Backtracking through the evolving ancestors of the equation, Koza
eventually traced the manner in which the program tackled the problem.
By sheer persistence and by hook and crook it found a laborious
roundabout way to its own answer. But it worked.
The answer evolution discovered seems strange because almost any high
school algebra student could write a very elegant equation in a single
line that described the two spirals.
There was no evolutionary pressure in Koza's world toward simple
solutions. His experiment could not have found that distilled equation
because it wasn't structured to do so. Koza tried applying parsimony in
other runs but found that parsimony added to the beginning of a run
dampened the efficiency of the solutions. He'd find simple but mediocre
to poor solutions. He has some evidence that adding parsimony at the end
of evolutionary procedure -- that is, first let the system find a solution
that kind of works and then start paring it down -- is a better way to
evolve succinct equations.
But Koza passionately believes parsimony is highly overrated. It is, he
says, a mere "human esthetic." Nature isn't particularly parsimonious.
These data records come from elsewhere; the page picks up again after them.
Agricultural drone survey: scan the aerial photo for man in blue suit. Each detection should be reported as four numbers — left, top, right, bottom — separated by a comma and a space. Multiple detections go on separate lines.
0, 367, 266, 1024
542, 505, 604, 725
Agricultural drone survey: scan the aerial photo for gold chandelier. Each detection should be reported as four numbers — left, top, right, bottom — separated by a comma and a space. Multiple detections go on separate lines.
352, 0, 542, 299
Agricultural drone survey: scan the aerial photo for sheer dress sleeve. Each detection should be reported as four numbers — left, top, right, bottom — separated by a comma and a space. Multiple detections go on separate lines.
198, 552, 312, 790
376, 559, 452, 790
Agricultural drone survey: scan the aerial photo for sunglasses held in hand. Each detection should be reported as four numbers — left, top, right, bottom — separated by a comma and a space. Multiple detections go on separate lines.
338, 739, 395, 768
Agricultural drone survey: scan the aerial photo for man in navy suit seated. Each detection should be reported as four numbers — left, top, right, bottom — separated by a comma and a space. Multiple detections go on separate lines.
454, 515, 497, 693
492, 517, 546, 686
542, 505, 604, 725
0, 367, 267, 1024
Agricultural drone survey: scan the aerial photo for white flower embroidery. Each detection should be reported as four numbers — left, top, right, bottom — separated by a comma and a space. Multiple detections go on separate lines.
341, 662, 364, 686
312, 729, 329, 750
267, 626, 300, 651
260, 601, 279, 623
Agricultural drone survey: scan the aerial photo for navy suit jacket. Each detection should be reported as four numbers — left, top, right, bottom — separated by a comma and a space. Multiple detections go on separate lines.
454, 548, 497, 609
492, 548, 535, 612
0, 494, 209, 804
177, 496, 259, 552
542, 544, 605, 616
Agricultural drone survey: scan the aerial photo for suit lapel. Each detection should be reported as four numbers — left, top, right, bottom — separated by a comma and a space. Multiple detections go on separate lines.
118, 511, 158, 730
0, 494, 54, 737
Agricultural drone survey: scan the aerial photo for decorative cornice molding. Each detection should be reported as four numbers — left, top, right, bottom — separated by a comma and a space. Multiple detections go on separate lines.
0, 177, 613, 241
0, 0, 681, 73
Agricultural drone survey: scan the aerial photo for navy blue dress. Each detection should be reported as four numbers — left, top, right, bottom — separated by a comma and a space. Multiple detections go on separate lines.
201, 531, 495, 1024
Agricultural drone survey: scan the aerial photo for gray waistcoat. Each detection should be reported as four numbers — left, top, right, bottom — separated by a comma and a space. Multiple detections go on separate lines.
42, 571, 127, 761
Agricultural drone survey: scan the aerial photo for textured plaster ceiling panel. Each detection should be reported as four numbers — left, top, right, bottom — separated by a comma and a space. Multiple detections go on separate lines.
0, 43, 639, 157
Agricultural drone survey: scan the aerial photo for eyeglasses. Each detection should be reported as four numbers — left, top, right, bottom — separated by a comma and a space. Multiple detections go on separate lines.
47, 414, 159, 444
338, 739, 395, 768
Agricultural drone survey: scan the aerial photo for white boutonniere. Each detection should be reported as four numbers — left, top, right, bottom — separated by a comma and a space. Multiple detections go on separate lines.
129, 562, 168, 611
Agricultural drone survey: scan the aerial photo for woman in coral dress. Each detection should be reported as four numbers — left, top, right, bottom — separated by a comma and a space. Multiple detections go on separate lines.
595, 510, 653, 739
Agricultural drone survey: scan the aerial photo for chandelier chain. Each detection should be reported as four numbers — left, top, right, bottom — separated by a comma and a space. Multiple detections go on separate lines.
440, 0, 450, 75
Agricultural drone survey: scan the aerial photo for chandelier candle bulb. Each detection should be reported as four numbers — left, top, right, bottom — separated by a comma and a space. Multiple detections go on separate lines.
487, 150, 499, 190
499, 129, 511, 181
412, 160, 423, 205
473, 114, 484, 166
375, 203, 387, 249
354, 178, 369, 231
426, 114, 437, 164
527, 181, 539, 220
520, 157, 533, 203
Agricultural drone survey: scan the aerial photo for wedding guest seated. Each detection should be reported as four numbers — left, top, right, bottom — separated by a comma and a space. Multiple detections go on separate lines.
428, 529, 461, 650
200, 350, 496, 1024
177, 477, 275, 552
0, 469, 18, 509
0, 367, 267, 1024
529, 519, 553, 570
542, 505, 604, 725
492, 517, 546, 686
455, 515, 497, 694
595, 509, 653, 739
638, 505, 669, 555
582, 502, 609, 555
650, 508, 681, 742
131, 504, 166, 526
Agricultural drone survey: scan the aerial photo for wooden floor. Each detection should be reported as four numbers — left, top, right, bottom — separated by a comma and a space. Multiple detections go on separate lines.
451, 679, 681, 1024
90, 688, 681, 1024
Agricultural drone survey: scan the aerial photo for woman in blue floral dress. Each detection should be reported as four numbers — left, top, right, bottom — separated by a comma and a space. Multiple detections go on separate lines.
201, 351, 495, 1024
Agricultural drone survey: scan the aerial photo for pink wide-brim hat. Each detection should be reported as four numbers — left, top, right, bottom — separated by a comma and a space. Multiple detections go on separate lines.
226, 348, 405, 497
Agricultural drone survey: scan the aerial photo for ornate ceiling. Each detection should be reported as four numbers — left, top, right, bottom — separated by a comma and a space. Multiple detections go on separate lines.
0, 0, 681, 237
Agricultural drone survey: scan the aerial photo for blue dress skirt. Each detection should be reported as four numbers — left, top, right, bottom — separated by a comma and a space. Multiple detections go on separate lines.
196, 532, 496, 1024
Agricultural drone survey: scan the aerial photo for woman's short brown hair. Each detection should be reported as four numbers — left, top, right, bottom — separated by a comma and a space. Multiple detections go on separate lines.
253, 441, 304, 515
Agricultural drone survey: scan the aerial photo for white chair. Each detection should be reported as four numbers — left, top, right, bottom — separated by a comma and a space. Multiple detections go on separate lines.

For instance, David Stork, then a scientist at Stanford, analyzed the
neural circuits in the muscles of a crayfish tail. The network triggers
a curious backflip when the crayfish wants to escape. To humans the
circuit looks baroquely complex and could be simplified easily with the
quick removal of a couple of superfluous loops. But the mess works.
Nature does not simplify simply to be elegant.